If he thinks Iran — a country whose government advocates the destruction of Israel — is close to immunizing itself against a preventative Israeli attack, he will argue for an immediate strike. By some estimates, work on the hardening of Fordo continues at a steady pace.

In the past three years, Obama has intensified pressure on Iran in ways that have forced the supreme leader, Ayatollah Ali Khamenei, who has ultimate authority over Iran’s nuclear program, to make at least semi-positive noises about compromise. Thanks to an international effort orchestrated by Obama to isolate the regime, tankers loaded with Iranian oil are sitting off the country’s coast — with no buyers to be found.

Obama doesn’t believe that the Iranians will rush to compromise before sanctions go into full effect on July 1. But there is a plausible chance that Iran could reach an agreement with the other countries at the Baghdad talks — known as P5+1 – – and promise to shutter the Fordo facility.

If this happened, then Barak would be at least partially happy. Because Barak doesn’t actually want to strike Iran this year — he wants to maintain the ability to strike Iran next year, and the year after that.

Obama has studied Barak and Netanyahu carefully. He’s fully aware that Barak was Netanyahu’s commander in the Israeli army, and he understands that Netanyahu often defers to Barak on matters of security. Although a sharp-taloned hawk on Iran, Barak is a former leader of Israel’s Labor Party and generally in ideological harmony with Obama. He is also far less apt to lecture Obama on the imperatives of history, and more likely to engage in practical discussions about ways to derail Iran’s nuclear ambitions.

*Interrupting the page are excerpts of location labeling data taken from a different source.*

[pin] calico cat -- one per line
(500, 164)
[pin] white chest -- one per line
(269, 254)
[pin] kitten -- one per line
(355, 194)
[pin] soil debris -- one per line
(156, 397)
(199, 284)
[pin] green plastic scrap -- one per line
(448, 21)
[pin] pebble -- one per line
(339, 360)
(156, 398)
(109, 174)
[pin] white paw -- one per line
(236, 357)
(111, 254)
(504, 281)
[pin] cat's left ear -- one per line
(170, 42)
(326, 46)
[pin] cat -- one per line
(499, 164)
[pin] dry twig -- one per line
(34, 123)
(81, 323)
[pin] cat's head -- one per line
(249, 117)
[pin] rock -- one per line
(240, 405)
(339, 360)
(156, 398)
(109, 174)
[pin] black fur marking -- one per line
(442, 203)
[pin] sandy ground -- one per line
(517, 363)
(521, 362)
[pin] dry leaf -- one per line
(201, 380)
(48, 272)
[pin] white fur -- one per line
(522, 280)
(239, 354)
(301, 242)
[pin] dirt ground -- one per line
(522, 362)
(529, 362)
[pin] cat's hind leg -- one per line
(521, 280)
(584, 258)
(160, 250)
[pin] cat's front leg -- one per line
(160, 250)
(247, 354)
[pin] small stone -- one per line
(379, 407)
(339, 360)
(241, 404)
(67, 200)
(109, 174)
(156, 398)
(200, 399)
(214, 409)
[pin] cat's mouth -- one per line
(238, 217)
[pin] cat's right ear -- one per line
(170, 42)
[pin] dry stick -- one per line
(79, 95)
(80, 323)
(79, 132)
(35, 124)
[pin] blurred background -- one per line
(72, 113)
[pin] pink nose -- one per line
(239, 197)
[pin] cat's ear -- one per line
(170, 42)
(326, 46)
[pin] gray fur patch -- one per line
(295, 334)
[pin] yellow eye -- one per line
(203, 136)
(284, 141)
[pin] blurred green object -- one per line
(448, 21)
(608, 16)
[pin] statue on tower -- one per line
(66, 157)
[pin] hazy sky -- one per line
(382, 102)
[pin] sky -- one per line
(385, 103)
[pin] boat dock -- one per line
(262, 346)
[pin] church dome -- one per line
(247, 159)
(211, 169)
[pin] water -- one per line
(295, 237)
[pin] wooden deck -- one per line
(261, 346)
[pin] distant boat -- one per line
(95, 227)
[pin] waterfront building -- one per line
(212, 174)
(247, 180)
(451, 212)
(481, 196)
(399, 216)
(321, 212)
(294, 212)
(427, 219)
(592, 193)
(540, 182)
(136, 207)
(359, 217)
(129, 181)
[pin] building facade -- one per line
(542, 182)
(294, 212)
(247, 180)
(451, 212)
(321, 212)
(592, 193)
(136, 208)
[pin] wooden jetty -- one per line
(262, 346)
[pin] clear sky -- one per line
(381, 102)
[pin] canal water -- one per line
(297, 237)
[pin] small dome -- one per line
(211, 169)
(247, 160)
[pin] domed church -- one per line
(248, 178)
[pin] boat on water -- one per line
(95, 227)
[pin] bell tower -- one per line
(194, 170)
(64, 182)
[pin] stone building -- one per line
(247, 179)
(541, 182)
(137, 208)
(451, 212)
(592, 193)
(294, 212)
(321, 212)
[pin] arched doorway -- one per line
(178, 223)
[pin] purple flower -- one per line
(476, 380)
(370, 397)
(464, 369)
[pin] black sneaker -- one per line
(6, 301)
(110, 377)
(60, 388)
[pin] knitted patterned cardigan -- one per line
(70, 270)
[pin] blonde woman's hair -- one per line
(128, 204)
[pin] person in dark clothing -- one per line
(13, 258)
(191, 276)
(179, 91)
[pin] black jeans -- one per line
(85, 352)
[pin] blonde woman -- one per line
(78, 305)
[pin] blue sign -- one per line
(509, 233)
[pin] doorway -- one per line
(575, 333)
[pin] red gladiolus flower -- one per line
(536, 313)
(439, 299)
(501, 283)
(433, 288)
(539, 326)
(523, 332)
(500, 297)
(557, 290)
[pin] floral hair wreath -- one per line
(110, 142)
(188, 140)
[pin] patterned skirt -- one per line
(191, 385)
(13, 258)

Which is why the Baghdad talks are so crucial. Obama thinks they could buy him substantial time with Israel, as he works over the coming months to convince Khamenei that his nuclear program is folly. But if the talks fail to persuade Iran to close the Fordo facility, then Barak and Netanyahu — who now sit atop a powerful coalition government — could be moving again toward a strike.

(Jeffrey Goldberg is a Bloomberg View columnist and a national correspondent for the Atlantic. The opinions expressed are his own.)